Some books on the Armenian genocide were translated from Armenian, some from Turkish, and some were originally in English. All of them are personal memoirs that are rooted in the tragic events of 1915. They involved the mass deportation of Armenians and their killing during World War I. These books are also about the fate of the survivors after those events.
Some of them were successful in escaping to the United States, while some stayed in Turkey. A few others took refuge in the Soviet Union. Now, let’s take a look at some of the powerful books that talk about the horrors of the Armenian Genocide:
1. My Grandmother by Fethiye Celin
When this book came out in the year 2004, it caused some stir in Turkey. The reason was that the Turks were confronted with the dead and living Armenians. It had an extraordinary story that broke the taboo almost overnight in the country. Many people in Turkey had Armenian grandparents who had survived as children from the barbaric deportations of 1915.
Later, the had been absorbed into the Turkish society. The author tells the tale of how her grandmother suddenly revealed the truth when she was in her mid-sixties. She wasn’t the Turkish lady, Seher, who her granddaughter believed to be. She revealed that she was an Armenian by the name Heranus.
2. Four Years in the Mountains of Kurdistan by Aram Haigaz
The story in this book is both Armenian and Kurdish. It’s a more recently published family memoir, which is now in the English language. The protagonists of the story were born at almost the same time. All of them were children when the genocide took place, but each one of them had different experiences.
Some managed to make it to the United States, while one goes to Armenia under the Soviet Union. Another one is absorbed completely into a Turkish family. One of them has an extraordinary tale to tell. He lives as a Kurd for several years and is eventually absorbed into the Kurdish household.
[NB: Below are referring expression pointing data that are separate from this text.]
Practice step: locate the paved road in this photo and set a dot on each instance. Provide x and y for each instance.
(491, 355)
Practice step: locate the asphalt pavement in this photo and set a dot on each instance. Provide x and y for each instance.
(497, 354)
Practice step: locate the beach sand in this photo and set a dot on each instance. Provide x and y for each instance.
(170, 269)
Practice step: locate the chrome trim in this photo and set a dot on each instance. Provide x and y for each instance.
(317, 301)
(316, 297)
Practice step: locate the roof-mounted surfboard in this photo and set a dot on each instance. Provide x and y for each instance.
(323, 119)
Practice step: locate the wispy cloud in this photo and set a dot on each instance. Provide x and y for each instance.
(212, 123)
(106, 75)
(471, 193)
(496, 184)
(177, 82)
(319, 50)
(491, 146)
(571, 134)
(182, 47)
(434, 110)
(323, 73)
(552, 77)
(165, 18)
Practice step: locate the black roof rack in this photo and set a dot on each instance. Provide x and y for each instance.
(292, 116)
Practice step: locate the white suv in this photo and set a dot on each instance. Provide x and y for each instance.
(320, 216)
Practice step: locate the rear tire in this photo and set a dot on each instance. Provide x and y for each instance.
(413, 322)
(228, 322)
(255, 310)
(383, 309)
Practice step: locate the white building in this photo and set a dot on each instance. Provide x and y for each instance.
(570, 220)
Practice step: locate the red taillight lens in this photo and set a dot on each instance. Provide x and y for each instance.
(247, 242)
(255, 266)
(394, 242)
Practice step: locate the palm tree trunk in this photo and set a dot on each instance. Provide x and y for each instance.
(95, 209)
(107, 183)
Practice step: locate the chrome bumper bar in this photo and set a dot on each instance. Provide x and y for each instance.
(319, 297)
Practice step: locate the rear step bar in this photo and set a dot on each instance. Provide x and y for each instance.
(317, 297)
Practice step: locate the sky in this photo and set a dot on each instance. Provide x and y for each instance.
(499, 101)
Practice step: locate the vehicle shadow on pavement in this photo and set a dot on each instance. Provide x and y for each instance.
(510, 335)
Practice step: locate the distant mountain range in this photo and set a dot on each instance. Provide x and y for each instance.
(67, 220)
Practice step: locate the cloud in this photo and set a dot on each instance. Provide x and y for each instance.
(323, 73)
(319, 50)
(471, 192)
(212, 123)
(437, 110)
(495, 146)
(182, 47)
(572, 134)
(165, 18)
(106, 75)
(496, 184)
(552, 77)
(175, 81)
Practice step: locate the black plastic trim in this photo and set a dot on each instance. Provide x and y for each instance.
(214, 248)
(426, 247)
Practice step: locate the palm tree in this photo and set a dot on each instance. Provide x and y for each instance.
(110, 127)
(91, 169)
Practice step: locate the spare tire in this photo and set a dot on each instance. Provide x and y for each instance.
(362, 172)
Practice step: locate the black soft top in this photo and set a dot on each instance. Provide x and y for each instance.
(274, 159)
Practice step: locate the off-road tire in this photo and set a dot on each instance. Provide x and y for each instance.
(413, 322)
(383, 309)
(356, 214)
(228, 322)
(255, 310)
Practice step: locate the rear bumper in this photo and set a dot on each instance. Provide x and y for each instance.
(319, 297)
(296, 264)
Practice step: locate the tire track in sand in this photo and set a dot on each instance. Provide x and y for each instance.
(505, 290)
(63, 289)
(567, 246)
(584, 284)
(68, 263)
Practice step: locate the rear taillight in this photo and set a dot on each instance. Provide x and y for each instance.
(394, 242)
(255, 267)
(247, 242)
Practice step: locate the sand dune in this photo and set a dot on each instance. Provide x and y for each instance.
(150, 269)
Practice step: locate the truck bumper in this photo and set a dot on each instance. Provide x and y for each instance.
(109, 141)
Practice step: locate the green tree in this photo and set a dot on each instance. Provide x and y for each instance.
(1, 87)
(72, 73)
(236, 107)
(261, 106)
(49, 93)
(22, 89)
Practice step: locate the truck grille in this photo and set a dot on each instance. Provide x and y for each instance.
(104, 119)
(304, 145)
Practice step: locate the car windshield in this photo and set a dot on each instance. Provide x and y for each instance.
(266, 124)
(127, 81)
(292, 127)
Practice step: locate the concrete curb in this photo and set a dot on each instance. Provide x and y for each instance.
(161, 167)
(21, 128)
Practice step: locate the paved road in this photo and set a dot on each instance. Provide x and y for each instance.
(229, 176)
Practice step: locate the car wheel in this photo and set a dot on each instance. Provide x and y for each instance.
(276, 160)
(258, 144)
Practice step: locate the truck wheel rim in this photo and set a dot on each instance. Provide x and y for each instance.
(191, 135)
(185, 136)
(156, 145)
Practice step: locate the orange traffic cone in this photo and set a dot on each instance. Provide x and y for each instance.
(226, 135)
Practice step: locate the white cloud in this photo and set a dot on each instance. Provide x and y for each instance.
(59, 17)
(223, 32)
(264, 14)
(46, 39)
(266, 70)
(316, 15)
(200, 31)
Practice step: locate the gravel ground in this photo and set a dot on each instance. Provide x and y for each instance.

3. Burning Orchards by Gurgen Mahari
A beautifully written novel, Burning Orchards is a story told from the inside. It’s quite a satirical piece about the Armenian revolutionary parties. These parties played a key role in provoking the Turks, which culminated in the Armenian Genocide. A talented writer, Gurgen Mahari grew up in the Ottoman Empire and later went to Soviet Armenia.
He even spent many years as a political prisoner. When he came back to Yerevan, he wrote this autobiographical novel about Van of 1915. It was during this year that this city became the epicenter of the Armenian-Turkish violence.
4. Song of America by George M. Mardikian
Published in the 1950s, this book tells a powerful story of someone who has been through a lot. First it was the genocide, the second was immigration, and then starting a new life in the United States. Armenians are one of those communities whose national identity is associated with tragedy and martyrdom.
The Armenians are not alone. The Jews, the Irish, and the Palestinians have also gone through such tragedies. Armenia, Ireland, and Israel are the countries that have some tragic events at the center of their historical experience.